Marisam argued that the Commerce Department was fudging what it meant to show demand. “Even if that definition is ambiguous, the commission’s reasonable application of its own rule is entitled to deference and should be accepted,” he said, referring to the PUC’s past acceptance of supply-based demand forecasts. Questioned by presiding Judge Lucinda Jesson as to whether Enbridge’s permit application included any consumer-based demand forecasts, he said it didn’t need them. 

“It doesn’t have a separate projection of consumer demand. That isn’t there, but that is not what the rule requires,” he said. 

Representing Enbridge, attorney Christy Brusven said that even if it was required, demand for Enbridge’s pipeline was all but guaranteed. Even if the region’s vehicles were 75% electric by 2035, she said, the pipeline would still have a use. “Line 3 is going to be used and useful throughout the forecast period,” she said. 

Judge Peter Reyes Jr. raised concerns about the amount of time that has passed since data was first compiled for the first certificate of need, wondering whether the numbers Enbridge provided in 2016 were still good five years later. 

“Why didn’t the commission err by not updating its certificate of need, and instead relying on what looks like very stale data now," he asked.

Brusven said that was out of the scope of the review the court requested on the first round. “This is an administrative action. There’s always some lag between the record development and the final decision,” she said. “If every new piece of evidence or every new inference required us to start over we’d never get through this analysis.” 

In addition to the demand-calculation question, the court delved into whether Enbridge had adequately complied with an earlier order requiring the energy company to more closely examine the impact of a potential spill on Lake Superior and its watershed.
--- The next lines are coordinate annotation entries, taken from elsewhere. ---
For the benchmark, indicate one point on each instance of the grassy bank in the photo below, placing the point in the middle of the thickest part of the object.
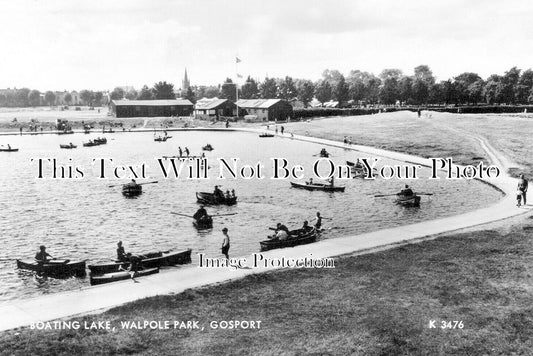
(376, 304)
(441, 135)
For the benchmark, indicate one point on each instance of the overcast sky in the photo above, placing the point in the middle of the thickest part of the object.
(100, 44)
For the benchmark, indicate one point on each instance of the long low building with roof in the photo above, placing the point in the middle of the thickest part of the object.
(265, 109)
(151, 108)
(214, 108)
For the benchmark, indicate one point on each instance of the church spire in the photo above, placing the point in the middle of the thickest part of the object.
(185, 83)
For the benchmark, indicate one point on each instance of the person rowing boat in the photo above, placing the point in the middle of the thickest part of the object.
(406, 192)
(41, 256)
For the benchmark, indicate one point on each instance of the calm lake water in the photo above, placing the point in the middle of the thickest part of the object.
(84, 218)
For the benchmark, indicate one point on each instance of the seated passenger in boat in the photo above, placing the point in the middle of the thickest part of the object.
(201, 214)
(121, 253)
(42, 255)
(218, 193)
(406, 192)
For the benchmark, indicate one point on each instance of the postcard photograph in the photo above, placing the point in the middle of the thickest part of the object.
(266, 177)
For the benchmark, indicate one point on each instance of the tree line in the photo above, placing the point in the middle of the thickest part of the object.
(390, 87)
(25, 97)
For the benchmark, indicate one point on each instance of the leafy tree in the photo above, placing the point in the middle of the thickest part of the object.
(306, 91)
(323, 91)
(287, 89)
(22, 97)
(268, 89)
(68, 98)
(425, 74)
(493, 89)
(117, 94)
(34, 98)
(341, 91)
(405, 89)
(250, 89)
(86, 96)
(98, 97)
(145, 93)
(509, 83)
(228, 90)
(389, 91)
(50, 98)
(131, 94)
(462, 82)
(475, 91)
(189, 95)
(524, 86)
(420, 91)
(391, 73)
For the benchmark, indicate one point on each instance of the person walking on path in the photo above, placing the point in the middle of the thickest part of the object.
(225, 243)
(522, 190)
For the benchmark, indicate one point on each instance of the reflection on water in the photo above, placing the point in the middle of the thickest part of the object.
(84, 218)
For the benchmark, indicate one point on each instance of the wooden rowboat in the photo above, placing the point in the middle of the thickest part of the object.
(121, 276)
(296, 237)
(210, 199)
(323, 187)
(55, 268)
(203, 224)
(151, 260)
(131, 189)
(413, 200)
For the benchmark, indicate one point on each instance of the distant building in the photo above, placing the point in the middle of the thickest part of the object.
(151, 108)
(206, 109)
(265, 109)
The PUC re-approved the company’s permits after it provided modeling data from Little Otter Creek, a small tributary near the city of Cloquet, 20 miles west of Duluth. 

“This court directed the commission to evaluate the impacts of a spill on Lake Superior and its watershed,” attorney David Zoll, representing the Mille Lacs Band of Ojibwe, said. “The commission took that directive, and decided that it could fulfill it by evaluating any point in the watershed.”
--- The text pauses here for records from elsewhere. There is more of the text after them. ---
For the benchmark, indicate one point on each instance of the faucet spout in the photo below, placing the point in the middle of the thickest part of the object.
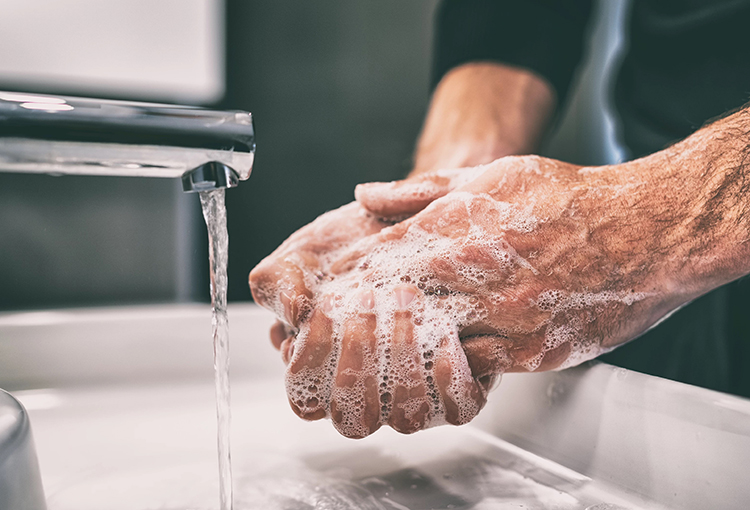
(209, 176)
(207, 149)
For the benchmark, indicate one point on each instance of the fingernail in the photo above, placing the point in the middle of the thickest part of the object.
(327, 303)
(368, 300)
(287, 300)
(404, 296)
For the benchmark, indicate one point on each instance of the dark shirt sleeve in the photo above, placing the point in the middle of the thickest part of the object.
(543, 36)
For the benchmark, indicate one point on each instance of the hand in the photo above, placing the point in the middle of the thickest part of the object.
(533, 264)
(284, 281)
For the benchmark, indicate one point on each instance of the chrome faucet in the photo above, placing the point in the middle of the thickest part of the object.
(207, 149)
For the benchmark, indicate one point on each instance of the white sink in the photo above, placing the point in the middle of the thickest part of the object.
(121, 404)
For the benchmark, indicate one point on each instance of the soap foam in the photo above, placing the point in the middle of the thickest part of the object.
(381, 266)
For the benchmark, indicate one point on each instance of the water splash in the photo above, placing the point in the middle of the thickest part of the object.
(215, 214)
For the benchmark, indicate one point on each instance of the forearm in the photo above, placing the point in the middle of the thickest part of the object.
(698, 212)
(480, 112)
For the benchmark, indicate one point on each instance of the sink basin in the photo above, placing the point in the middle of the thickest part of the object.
(20, 481)
(121, 401)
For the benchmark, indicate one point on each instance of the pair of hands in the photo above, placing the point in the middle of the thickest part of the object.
(406, 306)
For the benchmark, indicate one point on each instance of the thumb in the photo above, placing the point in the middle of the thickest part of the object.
(409, 196)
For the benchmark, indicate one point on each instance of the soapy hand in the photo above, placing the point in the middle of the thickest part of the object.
(524, 264)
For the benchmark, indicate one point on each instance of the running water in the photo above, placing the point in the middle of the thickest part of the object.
(215, 214)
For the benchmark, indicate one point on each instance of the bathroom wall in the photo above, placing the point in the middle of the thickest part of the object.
(68, 241)
(338, 89)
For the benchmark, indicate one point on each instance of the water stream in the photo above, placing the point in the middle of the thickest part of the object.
(215, 214)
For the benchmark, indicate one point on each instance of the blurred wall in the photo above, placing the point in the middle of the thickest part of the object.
(68, 241)
(338, 89)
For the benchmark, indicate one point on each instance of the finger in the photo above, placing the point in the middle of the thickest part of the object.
(308, 376)
(410, 407)
(355, 402)
(409, 196)
(287, 349)
(279, 285)
(487, 359)
(279, 333)
(462, 397)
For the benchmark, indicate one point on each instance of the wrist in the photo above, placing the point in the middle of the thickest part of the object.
(480, 112)
(700, 193)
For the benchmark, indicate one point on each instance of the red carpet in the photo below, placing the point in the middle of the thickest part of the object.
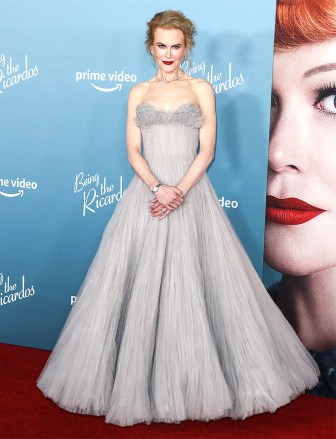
(26, 413)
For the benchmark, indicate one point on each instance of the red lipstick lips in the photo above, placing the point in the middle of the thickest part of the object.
(290, 211)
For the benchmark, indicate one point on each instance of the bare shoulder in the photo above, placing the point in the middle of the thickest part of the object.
(137, 92)
(205, 93)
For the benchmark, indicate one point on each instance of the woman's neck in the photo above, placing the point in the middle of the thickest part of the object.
(309, 304)
(167, 77)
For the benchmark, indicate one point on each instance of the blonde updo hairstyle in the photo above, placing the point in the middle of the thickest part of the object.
(171, 19)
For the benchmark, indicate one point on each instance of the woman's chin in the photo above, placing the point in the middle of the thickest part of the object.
(291, 264)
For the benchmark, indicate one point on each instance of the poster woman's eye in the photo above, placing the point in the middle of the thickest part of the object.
(274, 100)
(328, 104)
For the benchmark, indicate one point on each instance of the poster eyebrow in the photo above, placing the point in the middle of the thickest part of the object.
(319, 69)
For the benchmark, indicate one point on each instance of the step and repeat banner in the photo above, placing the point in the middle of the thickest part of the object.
(66, 69)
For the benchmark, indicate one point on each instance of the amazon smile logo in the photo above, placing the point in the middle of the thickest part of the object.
(107, 82)
(15, 187)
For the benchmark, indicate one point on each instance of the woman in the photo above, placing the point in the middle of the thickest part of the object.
(172, 321)
(300, 235)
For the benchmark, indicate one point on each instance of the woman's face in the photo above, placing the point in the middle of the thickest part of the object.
(168, 48)
(300, 236)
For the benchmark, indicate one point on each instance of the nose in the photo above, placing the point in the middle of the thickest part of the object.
(289, 141)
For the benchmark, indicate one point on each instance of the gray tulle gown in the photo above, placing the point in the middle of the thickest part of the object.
(172, 321)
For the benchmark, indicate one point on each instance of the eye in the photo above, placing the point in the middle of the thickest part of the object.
(328, 104)
(326, 99)
(274, 100)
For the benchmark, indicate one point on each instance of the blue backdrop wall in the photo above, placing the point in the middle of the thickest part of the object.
(65, 72)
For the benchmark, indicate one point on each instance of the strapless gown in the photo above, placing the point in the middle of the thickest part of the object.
(172, 321)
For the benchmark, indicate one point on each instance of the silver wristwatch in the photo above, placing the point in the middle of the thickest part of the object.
(156, 187)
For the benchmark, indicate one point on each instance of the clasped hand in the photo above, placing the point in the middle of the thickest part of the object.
(167, 199)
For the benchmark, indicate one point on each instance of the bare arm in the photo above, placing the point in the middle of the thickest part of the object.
(199, 166)
(133, 140)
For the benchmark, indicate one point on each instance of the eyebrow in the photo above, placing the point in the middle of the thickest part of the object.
(176, 44)
(319, 69)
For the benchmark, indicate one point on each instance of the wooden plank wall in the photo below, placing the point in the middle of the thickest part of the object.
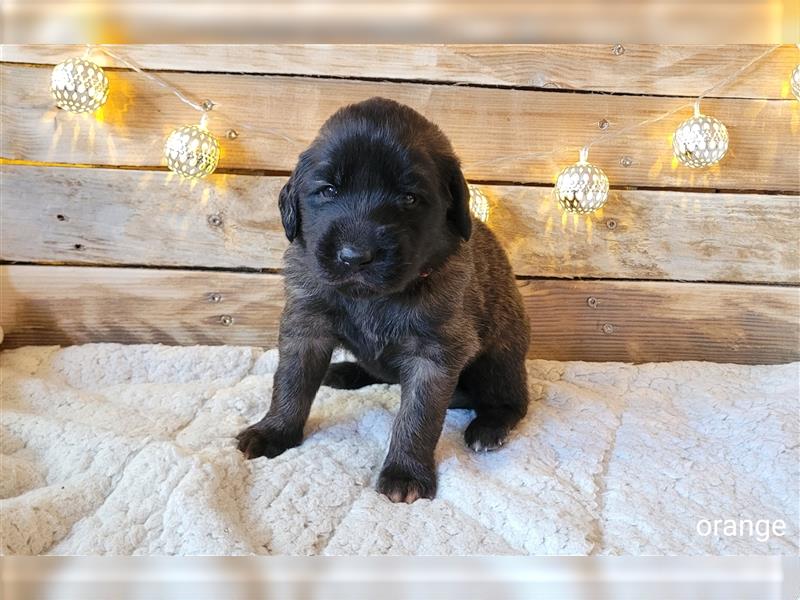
(101, 243)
The evaluation of a potential spill at Little Otter Creek, Zoll argued, was inadequate to demonstrate the impacts of a worst-case-scenario spill from the pipeline. 

Jesson prodded at that argument. “It wasn’t like they chose a place that was impossible for the oil to reach the lake,” she said. 

“They needed to choose a location that was most likely for the oil to reach the lake,” Zoll replied. 

Enbridge spokeswoman Juli Kellner said in a statement that the permitting process had been fair and transparent and that the Line 3 replacement would be an environmental improvement on its predecessor.

“The replacement of Line 3 is an essential maintenance and safety project that enhances environmental protections,” she said. “It also is creating significant economic benefits for Minnesota counties, small businesses, Native American communities, and union members including 5,200 construction jobs, millions of dollars in local spending and tax revenues at a time when the state needs it most.”

Construction of Line 3 in North Dakota and Wisconsin is already complete, and construction began in Minnesota in December after receiving critical permits in November. Activists have kept up a steady opposition to the pipeline over the past several months, camping out in the path of the pipeline and working to delay it as much as possible.